The report written by Lou Pingeot criticises the U.N.’s use of PMSCs, which it says challenges the U.N.’s legitimacy as an organisation championing human rights.

“The U.N. needs this industry to do what it does,” Brooks told IPS, adding that the Western world has “largely abdicated responsibility” for peacekeeping operations to the poorest militaries in the world which lack the ability to provide certain essential services.

According to Pingeot, the issue is not merely states losing control over the use of force, “The problem is rather that they lose democratic control over the use of force.”

Simultaneous efforts underway

The draft Convention on PMSCs identifies a set of inherent state functions, including detention, interrogation and intelligence that private companies could not perform.

The fact that major clients of PMSCs – most notably the U.S. and the U.K. – have employed contractors for a number of these functions poses questions about whether these states would back regulation that curtails their ability to outsource the use of force.

“It’s a pie in the sky,” according to Brooks.

Instead, he is rallying his troops around the International Code of Conduct, which brings together stakeholders from industry, government and civil society in an effort to create a gold standard for industry providers who voluntarily commit themselves to abiding by the Code.

Governments, in turn, would have to commit to using only companies who are signatories to the Code.
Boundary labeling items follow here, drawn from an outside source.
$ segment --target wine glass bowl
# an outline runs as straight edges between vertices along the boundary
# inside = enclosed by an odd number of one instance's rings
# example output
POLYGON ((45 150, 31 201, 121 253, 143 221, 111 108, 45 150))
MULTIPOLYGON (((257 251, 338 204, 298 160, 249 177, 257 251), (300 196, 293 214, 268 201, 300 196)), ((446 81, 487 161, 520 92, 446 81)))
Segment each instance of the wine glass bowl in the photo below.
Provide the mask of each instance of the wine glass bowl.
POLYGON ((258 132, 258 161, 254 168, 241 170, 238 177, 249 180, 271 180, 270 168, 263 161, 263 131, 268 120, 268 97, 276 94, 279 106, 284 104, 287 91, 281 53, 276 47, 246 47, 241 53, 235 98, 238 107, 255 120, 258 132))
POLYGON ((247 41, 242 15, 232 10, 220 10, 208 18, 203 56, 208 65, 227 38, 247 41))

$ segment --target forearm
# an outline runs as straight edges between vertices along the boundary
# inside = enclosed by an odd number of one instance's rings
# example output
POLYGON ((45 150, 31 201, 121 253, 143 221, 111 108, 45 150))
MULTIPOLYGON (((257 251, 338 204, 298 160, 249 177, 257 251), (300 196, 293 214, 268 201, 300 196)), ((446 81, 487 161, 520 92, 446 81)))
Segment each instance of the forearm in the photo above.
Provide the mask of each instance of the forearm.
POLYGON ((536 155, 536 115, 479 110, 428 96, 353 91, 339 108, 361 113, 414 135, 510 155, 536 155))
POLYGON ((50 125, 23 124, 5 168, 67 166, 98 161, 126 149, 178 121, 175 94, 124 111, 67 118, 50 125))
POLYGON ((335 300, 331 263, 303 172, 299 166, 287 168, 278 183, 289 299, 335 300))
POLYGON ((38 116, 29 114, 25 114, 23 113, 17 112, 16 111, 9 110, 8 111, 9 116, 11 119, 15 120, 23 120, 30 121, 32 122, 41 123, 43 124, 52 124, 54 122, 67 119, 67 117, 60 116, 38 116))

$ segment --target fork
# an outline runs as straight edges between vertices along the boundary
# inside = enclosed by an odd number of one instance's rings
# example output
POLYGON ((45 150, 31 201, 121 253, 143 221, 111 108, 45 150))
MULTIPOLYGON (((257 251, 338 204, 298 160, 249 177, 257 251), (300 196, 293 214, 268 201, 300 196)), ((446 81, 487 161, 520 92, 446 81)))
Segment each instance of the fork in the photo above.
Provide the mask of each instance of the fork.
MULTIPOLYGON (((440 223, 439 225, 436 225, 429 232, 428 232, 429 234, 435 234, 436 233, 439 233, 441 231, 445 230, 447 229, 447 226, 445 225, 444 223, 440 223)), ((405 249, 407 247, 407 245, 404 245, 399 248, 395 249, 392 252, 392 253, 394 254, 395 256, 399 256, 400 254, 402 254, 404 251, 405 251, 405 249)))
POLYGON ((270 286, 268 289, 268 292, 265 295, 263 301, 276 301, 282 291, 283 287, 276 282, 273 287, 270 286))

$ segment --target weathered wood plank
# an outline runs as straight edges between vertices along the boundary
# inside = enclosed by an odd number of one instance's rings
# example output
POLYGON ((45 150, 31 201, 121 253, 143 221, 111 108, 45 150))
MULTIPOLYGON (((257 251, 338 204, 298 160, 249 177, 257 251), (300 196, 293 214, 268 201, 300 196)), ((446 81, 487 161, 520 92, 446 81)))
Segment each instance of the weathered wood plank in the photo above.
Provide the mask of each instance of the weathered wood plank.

The fact that the Code is popular with the industry and that the U.S. as a major client has been involved in the discussions is a “big deal”, according to Brooks.

The Code listed 404 companies as signatories as of June.

But key pieces, including a governance and oversight mechanism and a third-party complaints process, remain to be worked out by all parties.

Without a third party complaint process, there is no accountability system, according to Cockayne, who admits to having little faith that significant progress will be made on either of the two initiatives soon.

“We don’t see the ICoC as a silver bullet solution, but rather as part of the larger ‘accountability toolbelt’,” Amol Mehra, of the civil society organisation International Corporate Accountability Roundtable (ICAR), told IPS.

ICAR supports the ICoC initiative, while at the same time working to build stronger domestic legal frameworks.

Voluntary commitments and standards like the ICoC are not enough to protect human rights, but it’s a step toward changing corporate behaviour, Mehra said.

Hiding in plain sight

There may be a middle-ground solution between “the rock of the draft Convention” and “the hard place offered by the Code”, according to Cockayne in his remarks to the open-ended working group Tuesday.

And it’s “hiding in plain sight” in the guise of the U.N. Guiding Principles on Business and Human Rights, unanimously adopted by the Human Rights Council last year and embraced by ICoC signatories.

This common ground could provide a new point of departure for intergovernmental discussions of how to implement those commitments.

“I do believe there is goodwill on both sides,” Cockayne told IPS.

“With a little bit of leadership and creativity I think you could see some quite dramatic forward progress fairly quickly.”